The Japanese practice of forst bathing is scientifically proven to be good for you. Until now we did not know just how good. Northern Minnesota is still in pristine condition with 100's of native tree species including Balsam fir. Black spruce. Eastern hemlock. Eastern red cedar (juniper) Eastern white pine. Jack pine.
Northern white cedar. Red pine (Norway pine) and many more. We know trees help humans and other living things in many ways.
Among them, they:
- remove carbon dioxide (a greenhouse gas) and other pollutants from the air
- produce oxygen
- provide food and shelter for wildlife
- provide wood products
- add beauty to the landscape
- provide a pleasant environment for recreation
- help reduce residential energy consumption by shading homes in summer and sheltering them from wind in winter
- help protect streams and lakes by reducing runoff
- reduce noise pollution by absorbing sound
From 2004 to 2012, Japanese officials spent about $4 million dollars studying the physiological and psychological effects of forest bathing, designating 48 therapy trails based on the results. Qing Li, a professor at Nippon Medical School in Tokyo, measured the activity of human natural killer (NK) cells in the immune system before and after exposure to the woods. These cells provide rapid responses to viral-infected cells and respond to tumor formation, and are associated with immune system health and cancer prevention. In a 2009 study Li’s subjects showed significant increases in NK cell activity in the week after a forest visit, and positive effects lasted a month following each weekend in the woods.
This is due to various essential oils, generally called phytoncide, found in wood, plants, and some fruit and vegetables, which trees emit to protect themselves from germs and insects. Forest air doesn’t just feel fresher and better—inhaling phytoncide seems to actually improve immune system function.
Experiments on forest bathing conducted by the Center for Environment, Health and Field Sciences in Japan’s Chiba University measured its physiological effects on 280 subjects in their early 20s. The team measured the subjects’ salivary cortisol (which increases with stress), blood pressure, pulse rate,
and heart rate variability during a day in the city and compared those to the same biometrics taken during a day with a 30-minute forest visit. “Forest environments promote lower concentrations of cortisol, lower pulse rate, lower blood pressure, greater parasympathetic nerve activity, and lower sympathetic nerve activity than do city environments,” the study concluded.

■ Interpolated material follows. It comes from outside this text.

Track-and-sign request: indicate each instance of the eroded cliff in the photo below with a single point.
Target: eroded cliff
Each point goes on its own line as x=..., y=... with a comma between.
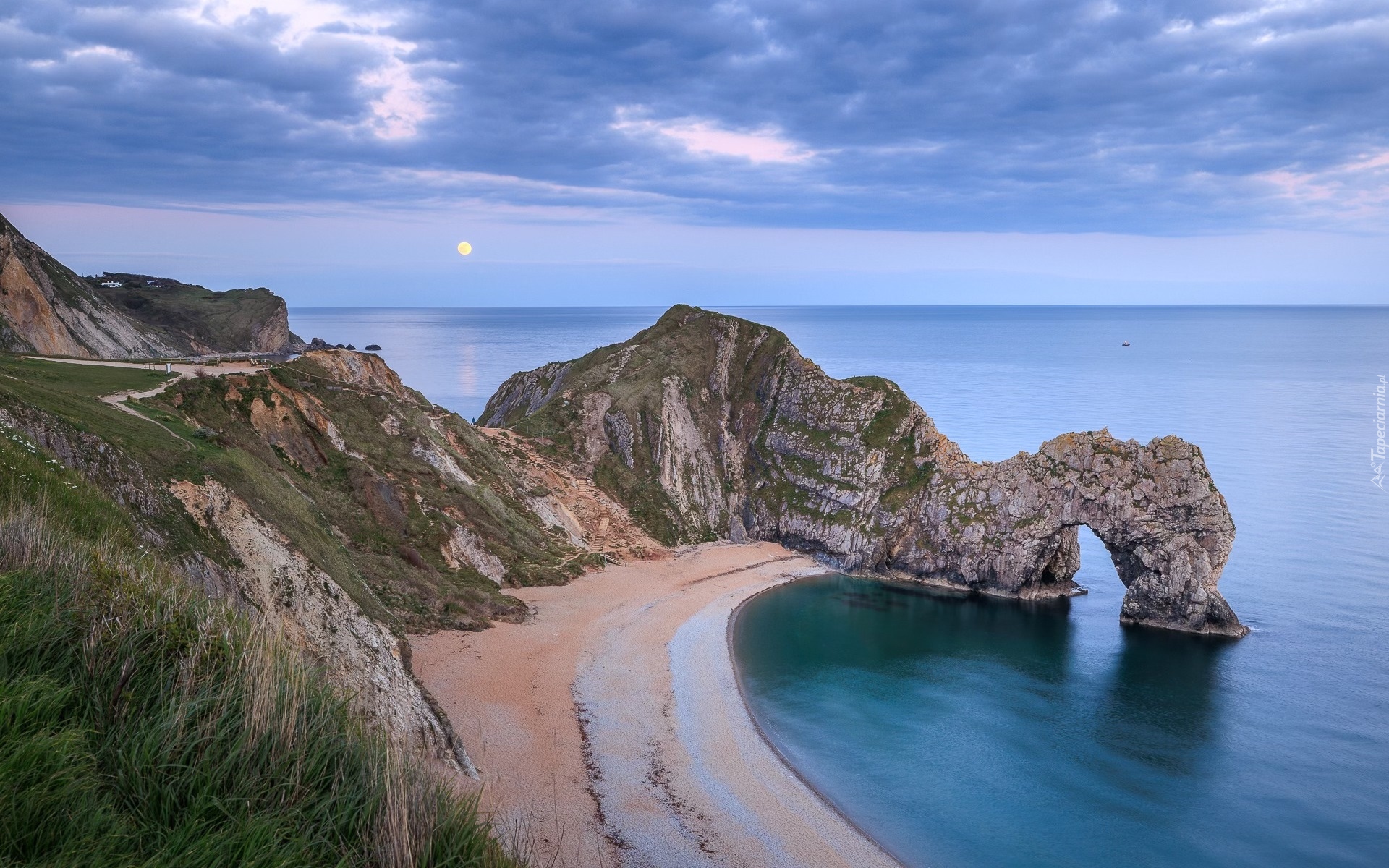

In other words, being in nature made subjects, physiologically, less amped. The parasympathetic nerve system controls the body’s rest-and-digest system while the sympathetic nerve system governs fight-or-flight responses. Subjects were more rested and less inclined to stress after a forest bath.

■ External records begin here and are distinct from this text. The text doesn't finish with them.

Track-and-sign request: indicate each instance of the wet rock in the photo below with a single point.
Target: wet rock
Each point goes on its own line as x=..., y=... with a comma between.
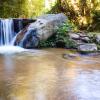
x=98, y=38
x=70, y=55
x=74, y=36
x=44, y=27
x=20, y=23
x=85, y=39
x=88, y=47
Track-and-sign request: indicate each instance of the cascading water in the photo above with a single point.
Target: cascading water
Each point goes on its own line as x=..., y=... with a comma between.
x=7, y=35
x=6, y=31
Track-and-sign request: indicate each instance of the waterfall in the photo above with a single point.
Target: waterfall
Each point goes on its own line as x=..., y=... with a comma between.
x=6, y=31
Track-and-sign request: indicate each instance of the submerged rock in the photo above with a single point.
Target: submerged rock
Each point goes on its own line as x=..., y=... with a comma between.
x=87, y=47
x=74, y=36
x=43, y=27
x=70, y=55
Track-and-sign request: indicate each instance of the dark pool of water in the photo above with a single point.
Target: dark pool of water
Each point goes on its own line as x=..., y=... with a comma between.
x=45, y=75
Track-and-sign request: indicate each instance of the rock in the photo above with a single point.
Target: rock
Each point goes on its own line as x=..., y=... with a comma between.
x=85, y=39
x=44, y=27
x=74, y=36
x=87, y=47
x=71, y=55
x=20, y=23
x=98, y=38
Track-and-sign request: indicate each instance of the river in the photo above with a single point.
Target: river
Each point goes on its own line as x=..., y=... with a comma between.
x=46, y=75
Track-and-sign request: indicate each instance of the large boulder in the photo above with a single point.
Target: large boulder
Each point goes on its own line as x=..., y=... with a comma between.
x=88, y=47
x=41, y=29
x=98, y=38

Trees soothe the spirit too. A study on forest bathing’s psychological effects surveyed 498 healthy volunteers, twice i
n a forest and twice in control environments. The subjects showed significantly reduced hostility and depression scores, coupled with increased liveliness, after exposure to trees. “Accordingly,” the researchers wrote, “forest environments can be viewed as therapeutic landscapes.”
City dwellers can benefit from the effects of trees with just a visit to the park. Brief exposure to greenery in urban environments can relieve stress levels, and experts have recommended “doses of nature” as part of treatment of attention disorders in children. What all of this evidence suggests is we don’t seem to need a lot of exposure to gain from nature—but regular contact appears to improve our immune system function and our wellbeing.